The possible limitations of the present study should also be considered. First, 15 case–control studies and three cohort studies, but no randomized controlled trial included in the meta-analysis, might substantially weaken the quality of this study. Second, our results were concluded without adjusting the confounding factors, such as smoking status, alcoholic consumption, environmental factors and other diet lifestyle factors. Third, this meta-analysis included small sample size studies and the backgrounds of patients varied, which would result in low statistical power and inconsistent results among studies. Finally, insufficient data were available. The influence of visceral adiposity could not be evaluated, as waist circumference or waist-to-hip ratio was not available in the majority of studies. Insufficient data of HMW adiponectin limited the estimate of the association between HMW adiponectin levels and prediabetes. Despite these limitations, the present findings could provide useful information on the diseases, and might help impose a stricter follow up and possibly an early treatment initiation, thus preventing the progression to diabetes. Furthermore, our findings might motivate more randomized controlled trials to be carried out to obtain better understanding of causal relationships between the level of adiponectin and prediabetes.

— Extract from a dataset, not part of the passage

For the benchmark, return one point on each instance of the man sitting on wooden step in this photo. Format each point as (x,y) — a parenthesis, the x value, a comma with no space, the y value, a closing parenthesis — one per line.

In conclusion, based on the findings of existing studies, adiponectin levels in prediabetes patients are lower than that of healthy controls, showing that adiponectin decreases before the onset of diabetes. This result should be taken with caution because of the substantial heterogeneity among existing studies. There is a need for more well-designed, high-quality studies to clarify the possible causal relationship between adiponectin levels and prediabetes patients. In addition, further investigation is required to clarify whether HMW adiponectin levels are also suppressed in prediabetes.